Of course, I bring the .25 with me.
□ □ □
I’m ten when my father buys me the .25. He purchases it from a pawnshop on D Street. “You’re old enough to own a weapon,” he pontificates. “Old enough to learn to use it.” With a child’s wisdom, I’m ambivalent about the pistol. I’d rather have a skateboard. Yet I religiously practice firing it. Plinking daily at bottles and cans. One summer evening I’m shooting in the backyard. An older neighborhood kid jumps the fence. His zit-embattled face lights up when he spies the .25. “Let me see that thing,” he clamors.
Cowed by his biological seniority, I hand it to him. Since I’ve already decimated every can and bottle in sight, there is nothing left to destroy. Providentially, a snow-white rabbit hippity hops into view. A renegade pet that has escaped its owners. “Watch this,” he brags. “I’ll nick that rabbit in the ear.” Lo and behold—he misses by a mile, drilling the bunny’s guts. Drenched in its own blood, the animal drags itself under an oleander bush to die. The kid tosses the .25 at me like it’s got cancer. “I’d better split,” he dithers.
I never see him or the rabbit again. That’s my life.

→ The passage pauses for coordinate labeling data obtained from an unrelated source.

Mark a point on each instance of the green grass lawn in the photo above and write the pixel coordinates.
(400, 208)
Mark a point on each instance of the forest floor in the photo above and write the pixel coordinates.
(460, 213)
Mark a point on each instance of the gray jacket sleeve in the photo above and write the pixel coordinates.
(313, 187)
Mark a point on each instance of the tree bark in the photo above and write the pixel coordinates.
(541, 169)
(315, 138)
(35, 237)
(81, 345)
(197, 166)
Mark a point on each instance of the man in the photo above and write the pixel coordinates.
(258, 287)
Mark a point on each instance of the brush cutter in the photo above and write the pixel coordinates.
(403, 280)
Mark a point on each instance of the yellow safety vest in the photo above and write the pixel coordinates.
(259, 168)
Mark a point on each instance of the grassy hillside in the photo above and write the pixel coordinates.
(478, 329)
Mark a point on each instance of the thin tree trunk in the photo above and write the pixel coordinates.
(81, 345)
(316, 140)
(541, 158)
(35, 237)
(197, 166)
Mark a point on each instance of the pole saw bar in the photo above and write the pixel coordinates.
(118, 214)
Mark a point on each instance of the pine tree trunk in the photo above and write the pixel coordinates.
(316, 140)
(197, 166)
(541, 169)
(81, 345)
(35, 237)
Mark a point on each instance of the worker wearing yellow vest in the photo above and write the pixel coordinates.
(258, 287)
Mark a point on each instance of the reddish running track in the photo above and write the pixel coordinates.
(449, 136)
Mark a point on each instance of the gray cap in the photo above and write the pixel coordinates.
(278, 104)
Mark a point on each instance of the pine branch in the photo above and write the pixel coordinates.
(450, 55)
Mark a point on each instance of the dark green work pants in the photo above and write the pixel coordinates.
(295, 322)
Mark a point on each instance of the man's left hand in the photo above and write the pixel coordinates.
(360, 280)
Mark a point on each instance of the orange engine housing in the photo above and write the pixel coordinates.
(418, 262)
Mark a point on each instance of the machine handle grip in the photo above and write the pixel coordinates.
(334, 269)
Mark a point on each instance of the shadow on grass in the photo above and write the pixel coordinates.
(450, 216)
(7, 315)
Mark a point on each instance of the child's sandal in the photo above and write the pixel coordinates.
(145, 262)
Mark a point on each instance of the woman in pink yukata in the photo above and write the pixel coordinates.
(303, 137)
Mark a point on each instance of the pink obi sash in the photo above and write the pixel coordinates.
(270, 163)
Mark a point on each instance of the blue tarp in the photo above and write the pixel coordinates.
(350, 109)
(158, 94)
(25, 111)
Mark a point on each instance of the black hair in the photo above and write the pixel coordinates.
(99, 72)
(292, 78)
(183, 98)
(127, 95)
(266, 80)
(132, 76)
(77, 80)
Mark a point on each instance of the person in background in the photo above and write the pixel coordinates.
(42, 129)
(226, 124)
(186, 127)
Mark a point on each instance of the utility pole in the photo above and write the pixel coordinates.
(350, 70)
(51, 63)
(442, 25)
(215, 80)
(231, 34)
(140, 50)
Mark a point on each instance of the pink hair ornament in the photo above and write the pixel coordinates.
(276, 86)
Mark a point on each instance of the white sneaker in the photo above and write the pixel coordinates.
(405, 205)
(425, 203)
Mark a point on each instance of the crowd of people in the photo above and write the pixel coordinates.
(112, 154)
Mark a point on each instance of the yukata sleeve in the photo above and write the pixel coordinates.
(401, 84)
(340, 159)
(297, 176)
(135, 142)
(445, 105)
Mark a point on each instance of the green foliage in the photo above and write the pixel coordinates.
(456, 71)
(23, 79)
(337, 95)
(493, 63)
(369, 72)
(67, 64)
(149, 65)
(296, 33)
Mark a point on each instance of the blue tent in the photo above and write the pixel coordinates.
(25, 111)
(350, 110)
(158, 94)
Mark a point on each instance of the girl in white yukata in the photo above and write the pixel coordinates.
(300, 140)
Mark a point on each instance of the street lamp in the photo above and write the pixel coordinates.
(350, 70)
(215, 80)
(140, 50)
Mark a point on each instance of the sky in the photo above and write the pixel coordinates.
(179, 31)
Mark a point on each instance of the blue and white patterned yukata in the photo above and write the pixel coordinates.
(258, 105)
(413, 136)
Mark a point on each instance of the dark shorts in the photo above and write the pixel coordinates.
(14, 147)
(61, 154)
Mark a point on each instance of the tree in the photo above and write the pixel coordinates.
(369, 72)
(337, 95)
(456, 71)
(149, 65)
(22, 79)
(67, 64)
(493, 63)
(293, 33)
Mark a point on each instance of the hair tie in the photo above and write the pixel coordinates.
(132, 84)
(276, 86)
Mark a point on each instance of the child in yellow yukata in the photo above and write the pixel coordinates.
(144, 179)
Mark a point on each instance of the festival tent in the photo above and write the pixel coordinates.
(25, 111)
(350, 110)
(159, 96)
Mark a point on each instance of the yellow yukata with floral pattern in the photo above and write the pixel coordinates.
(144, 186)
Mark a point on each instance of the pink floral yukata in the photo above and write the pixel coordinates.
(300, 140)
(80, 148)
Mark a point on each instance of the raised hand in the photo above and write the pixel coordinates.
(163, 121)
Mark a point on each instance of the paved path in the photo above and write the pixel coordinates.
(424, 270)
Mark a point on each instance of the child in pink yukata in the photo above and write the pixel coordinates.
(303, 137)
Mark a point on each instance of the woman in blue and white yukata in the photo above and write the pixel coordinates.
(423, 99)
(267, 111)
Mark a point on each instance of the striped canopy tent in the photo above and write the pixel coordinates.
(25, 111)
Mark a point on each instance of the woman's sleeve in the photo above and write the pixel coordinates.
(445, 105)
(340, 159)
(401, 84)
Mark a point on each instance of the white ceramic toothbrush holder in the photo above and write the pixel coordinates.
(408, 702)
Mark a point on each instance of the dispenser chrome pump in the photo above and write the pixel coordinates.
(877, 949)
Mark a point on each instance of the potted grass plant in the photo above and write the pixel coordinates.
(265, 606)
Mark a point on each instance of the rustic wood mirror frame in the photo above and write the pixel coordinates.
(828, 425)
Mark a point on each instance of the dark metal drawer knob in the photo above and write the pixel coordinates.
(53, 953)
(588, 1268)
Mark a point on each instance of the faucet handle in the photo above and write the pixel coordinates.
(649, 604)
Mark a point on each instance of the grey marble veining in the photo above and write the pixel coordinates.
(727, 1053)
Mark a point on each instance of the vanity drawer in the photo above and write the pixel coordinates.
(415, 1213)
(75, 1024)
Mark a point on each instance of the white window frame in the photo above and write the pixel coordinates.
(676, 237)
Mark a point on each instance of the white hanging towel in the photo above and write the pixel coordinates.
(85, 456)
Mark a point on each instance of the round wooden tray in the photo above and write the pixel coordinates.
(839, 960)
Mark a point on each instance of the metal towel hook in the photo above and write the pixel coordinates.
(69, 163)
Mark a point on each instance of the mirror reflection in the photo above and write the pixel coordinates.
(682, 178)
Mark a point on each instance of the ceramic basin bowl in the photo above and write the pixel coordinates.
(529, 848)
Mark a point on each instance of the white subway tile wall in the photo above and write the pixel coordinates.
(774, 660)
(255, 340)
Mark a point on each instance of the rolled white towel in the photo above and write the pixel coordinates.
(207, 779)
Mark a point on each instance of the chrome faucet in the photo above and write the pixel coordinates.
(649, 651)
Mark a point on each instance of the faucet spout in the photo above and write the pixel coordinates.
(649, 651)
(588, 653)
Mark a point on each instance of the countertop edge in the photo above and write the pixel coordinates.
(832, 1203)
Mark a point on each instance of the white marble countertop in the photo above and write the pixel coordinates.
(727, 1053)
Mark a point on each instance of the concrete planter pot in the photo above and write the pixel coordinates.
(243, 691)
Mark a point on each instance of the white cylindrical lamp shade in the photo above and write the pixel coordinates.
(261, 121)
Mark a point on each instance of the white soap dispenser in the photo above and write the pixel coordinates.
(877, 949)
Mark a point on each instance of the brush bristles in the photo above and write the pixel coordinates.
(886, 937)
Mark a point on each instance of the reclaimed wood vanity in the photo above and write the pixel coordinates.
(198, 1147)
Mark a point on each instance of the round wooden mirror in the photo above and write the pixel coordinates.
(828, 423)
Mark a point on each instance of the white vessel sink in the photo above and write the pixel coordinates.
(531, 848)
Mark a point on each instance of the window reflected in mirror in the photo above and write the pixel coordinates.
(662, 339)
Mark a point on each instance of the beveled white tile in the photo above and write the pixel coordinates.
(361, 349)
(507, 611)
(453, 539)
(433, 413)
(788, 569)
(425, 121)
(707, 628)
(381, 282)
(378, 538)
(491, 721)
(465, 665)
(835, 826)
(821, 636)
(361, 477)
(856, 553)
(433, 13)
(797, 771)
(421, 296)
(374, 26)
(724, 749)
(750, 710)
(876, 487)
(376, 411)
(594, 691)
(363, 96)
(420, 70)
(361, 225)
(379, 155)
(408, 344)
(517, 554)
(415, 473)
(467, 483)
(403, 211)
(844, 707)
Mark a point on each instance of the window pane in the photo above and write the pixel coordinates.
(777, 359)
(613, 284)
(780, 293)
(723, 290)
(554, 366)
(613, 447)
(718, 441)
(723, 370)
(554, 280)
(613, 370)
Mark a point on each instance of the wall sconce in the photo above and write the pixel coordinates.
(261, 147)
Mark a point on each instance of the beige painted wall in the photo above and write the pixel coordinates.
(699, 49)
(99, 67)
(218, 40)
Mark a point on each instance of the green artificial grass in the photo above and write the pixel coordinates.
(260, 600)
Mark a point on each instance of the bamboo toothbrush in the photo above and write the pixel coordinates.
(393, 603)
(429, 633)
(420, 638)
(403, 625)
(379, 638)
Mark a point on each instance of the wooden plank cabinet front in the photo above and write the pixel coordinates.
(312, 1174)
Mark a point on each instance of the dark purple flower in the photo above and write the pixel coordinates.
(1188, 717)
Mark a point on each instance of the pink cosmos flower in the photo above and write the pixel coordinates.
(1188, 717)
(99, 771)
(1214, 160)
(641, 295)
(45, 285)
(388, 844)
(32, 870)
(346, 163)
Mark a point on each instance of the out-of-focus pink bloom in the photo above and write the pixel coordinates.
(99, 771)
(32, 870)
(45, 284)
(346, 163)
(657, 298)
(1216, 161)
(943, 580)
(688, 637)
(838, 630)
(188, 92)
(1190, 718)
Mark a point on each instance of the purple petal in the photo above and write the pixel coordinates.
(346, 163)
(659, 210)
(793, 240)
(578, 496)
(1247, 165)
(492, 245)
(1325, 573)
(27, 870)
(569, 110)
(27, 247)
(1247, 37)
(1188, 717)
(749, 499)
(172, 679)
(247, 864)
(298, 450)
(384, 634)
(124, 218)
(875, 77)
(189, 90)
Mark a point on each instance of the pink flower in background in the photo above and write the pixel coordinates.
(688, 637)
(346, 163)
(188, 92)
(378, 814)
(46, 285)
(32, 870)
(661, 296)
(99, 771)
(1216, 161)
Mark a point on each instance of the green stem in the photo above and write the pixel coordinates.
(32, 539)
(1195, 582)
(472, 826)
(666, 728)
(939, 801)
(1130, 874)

I drowse in the chair while the night spins a path toward morning. The room is hot, but I’m too tired to crank up the air conditioner and too tired to undress. The yogurt has been abandoned on the chair’s armrest. I’ll have it for breakfast, if it isn’t spoiled.
FOUR
SWAT sells authorized internal travel permits—a hundred bucks a pop. You can’t buy one if you’ve got an outstanding warrant, or you’re undocumented, or don’t have a legal residential address. That means homeless people can’t purchase them. Decently forged permits are half the price but don’t always see you through the checkpoints. Having no travel card is murder—if you’re on the bus and get caught without one, it’s a year in county jail. I think that’s what happened to Sugar Child.
An excessive heat warning has been issued for today. Children and seniors are advised to remain indoors. I’m eager to catch the afternoon Christmas traffic. So I set up shop in Pioneer Park, eight blocks south of McDonald’s. The park grounds are rife with flies, the air smells like ten days in jail.
I play the tambourine with consummate skill.
But I’m not raking in any dough.
Begging for donations is psychological warfare. Some folks can’t give alms. I hear their rejections all day long. Sorry, Pastor. I don’t have no cash. I lost my job. My dog is sick. My children have the flu. My wife has boils. I have leukemia. Leave me alone. Get out of my face. Asshole. Faggot. Leech. Fuckhead.